As a result, we will be able to simulate different situations and analyze the
effectiveness of decisions taken (what-if analysis). The proposed platform will be
applied to two verticals, namely: Tourism and Fashions.


2     Related Work

In this section recent work related to the development of DTs and Cognitive DTs
are presented, including DTs for social media. The proposal of this paper will
follow this last trend, developing a Social and Cognitive DT. For developing the
new cognitive and social digital twins it is necessary to capture and analyse data
from different platforms and sources which might be heterogeneous in syntax,
schema, or semantics, making data integration difficult. Therefore, the new DT
will make use of the dynamic SLOD-BI platform [1] for capturing and analysing
the social data needed for the DT construction. An overview of this platform is
also introduced in this section. Finally, for the DT creation generative models
are needed, therefore recent work on them are also introduced.

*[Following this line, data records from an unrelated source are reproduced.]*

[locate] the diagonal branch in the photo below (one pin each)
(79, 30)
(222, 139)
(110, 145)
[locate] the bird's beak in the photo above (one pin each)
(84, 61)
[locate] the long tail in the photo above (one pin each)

2.1   Cognitive Digital Twins

The paper [13] defined a Cognitive Digital Twin as a “digital representation, aug-
mentation, and intelligent companion of its physical twin as a whole, including
its subsystems and across all of its life cycles and evolution phases”. Cognitive
Digital Physical Twins (CDPT) will continue optimizing their cognitive, digital
and physical design and capabilities over time based on the data they will col-
lect and the experience they will gain, not only based on models and data we
gave to them or they inherited. Cognitive Digital Twins will have the abilities
of physical and digital self-diagnostic and self-healing systems. CDPT will use
different techniques to extrapolate and generate their own version of the reality
based on parameters and rules such as time, experience, context, situation, and
self and/or environmental awareness - machine perception.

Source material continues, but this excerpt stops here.